In the last year alone, his estate has seen a slew of projects:

– “Xscape,” a new album of never-before-released Michael Jackson songs reproduced by executive producer L.A. Reid debuted at No. 2 on the U.S. charts last month.

– “Michael Jackson One,” a Las Vegas Cirque du Soleil extravaganza featuring his music and dance moves, and “The Immortal World Tour,” a slick companion show that is now traveling the country, with more than 500 performances so far.

– Numerous books, documentaries and the film “This Is It” have tried to capture Jackson’s life. The latest book, “Remember the Time: Protecting Michael Jackson in His Final Days,” by two of his bodyguards, just hit bookstores.

Michael Jackson’s legacy: Music, family and ‘What if?’

Even a makeup-stained chair, allegedly from Jackson’s rented Holmby Hills mansion where he died, just went on sale on eBay with a starting price of $30,000.

In death, everybody still wants to get paid by Michael Jackson.

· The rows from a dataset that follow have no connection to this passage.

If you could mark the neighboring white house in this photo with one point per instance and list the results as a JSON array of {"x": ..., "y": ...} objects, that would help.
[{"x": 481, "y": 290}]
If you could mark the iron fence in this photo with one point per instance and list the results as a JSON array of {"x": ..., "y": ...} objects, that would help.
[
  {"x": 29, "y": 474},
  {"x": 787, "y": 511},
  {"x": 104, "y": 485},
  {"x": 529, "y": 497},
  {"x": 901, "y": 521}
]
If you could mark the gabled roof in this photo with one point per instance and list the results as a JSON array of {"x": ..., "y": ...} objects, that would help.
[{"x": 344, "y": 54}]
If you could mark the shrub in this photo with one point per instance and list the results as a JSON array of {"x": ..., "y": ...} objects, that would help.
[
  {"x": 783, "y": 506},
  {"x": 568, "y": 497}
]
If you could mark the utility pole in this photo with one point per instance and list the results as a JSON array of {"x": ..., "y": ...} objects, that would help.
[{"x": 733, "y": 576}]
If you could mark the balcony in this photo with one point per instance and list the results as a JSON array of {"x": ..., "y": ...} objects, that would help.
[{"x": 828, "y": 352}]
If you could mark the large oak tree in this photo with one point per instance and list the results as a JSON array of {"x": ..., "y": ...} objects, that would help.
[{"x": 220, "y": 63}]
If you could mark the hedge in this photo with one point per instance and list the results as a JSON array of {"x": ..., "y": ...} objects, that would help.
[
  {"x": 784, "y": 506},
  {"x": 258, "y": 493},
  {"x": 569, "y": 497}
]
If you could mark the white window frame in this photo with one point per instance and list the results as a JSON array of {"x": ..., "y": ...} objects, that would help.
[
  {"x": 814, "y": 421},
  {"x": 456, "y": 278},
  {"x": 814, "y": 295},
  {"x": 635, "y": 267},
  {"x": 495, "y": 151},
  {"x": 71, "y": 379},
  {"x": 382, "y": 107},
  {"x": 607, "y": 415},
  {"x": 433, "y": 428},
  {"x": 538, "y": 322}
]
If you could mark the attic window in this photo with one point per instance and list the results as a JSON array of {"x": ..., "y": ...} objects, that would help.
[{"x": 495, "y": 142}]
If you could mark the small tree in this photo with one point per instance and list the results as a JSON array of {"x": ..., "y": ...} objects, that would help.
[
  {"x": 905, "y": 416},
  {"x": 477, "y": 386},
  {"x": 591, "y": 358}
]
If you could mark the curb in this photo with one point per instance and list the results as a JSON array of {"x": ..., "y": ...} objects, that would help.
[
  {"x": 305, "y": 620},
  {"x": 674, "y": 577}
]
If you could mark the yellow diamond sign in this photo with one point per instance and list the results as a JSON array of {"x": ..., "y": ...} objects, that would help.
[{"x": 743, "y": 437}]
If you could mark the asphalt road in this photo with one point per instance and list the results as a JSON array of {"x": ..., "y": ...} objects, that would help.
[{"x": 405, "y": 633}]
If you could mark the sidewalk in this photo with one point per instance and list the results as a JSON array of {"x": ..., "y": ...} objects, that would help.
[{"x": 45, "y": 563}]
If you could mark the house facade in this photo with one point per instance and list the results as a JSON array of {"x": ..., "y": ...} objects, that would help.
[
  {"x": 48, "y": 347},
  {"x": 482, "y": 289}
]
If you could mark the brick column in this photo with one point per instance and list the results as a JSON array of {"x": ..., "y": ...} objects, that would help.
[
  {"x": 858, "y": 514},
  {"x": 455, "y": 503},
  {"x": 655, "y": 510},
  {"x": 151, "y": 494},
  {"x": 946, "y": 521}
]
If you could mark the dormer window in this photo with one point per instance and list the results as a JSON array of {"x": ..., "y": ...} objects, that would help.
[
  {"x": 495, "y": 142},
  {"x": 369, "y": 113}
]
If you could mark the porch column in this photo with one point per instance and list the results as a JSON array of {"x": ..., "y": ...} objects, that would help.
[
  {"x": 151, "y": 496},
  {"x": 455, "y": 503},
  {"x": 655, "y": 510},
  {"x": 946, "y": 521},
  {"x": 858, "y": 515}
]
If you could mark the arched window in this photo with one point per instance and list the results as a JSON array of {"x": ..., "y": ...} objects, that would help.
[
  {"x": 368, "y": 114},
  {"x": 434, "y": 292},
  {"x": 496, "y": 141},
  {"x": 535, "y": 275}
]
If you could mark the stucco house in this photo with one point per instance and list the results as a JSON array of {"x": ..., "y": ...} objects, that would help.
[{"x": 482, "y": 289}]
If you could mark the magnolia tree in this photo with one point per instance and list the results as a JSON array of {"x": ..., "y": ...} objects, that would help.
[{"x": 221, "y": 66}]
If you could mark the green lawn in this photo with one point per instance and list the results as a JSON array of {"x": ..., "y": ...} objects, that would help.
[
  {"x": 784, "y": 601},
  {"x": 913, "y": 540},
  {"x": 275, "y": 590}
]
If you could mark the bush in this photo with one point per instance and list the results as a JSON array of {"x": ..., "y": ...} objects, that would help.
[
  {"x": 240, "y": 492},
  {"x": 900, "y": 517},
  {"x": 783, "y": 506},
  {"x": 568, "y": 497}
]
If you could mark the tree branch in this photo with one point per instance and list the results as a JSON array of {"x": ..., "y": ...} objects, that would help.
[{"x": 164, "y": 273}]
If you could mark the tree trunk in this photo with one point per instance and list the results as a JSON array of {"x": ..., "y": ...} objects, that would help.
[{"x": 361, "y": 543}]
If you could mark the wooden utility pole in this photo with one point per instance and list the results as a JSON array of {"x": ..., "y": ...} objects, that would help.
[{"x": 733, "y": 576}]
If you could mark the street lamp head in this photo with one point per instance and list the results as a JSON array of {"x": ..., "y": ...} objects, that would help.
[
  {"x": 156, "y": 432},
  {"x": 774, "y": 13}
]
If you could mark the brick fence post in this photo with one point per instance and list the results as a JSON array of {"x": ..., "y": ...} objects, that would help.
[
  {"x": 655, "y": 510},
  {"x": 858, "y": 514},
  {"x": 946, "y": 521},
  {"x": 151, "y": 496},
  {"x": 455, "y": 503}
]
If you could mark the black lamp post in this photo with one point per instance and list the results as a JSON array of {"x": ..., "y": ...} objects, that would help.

In the past five years there have been lawsuits – his mother, Katherine Jackson, sued promoter AEG Live, claiming more than $1 billion in damages. She said the promoter was liable for the star’s wrongful death, but a jury ruled against her last year and she collected nothing.

There have been tragedies – Michael Jackson’s daughter, Paris, who took his death the hardest, found herself in a hospital bed last year after reportedly trying to slit her wrists. She later recovered.

And there has been drama. Jackson’s personal physician, Dr. Conrad Murray, was convicted on involuntary manslaughter charges for causing the star’s death as a result of an overdose of the powerful surgical anesthetic propofol. He was released in 2013, two years early, due to prison overcrowding.

But through it all, Michael Jackson somehow lives on.

Thinking back to that last conversation with him, I didn’t know when I sat down next to him on that burgundy couch that his last words to me would be prophetic.

“To escape death I attempt to bind my soul to my work.”

Michael Jackson, through his work, wanted to live forever. And, based on what has happened in the five years since he died, he might just make it.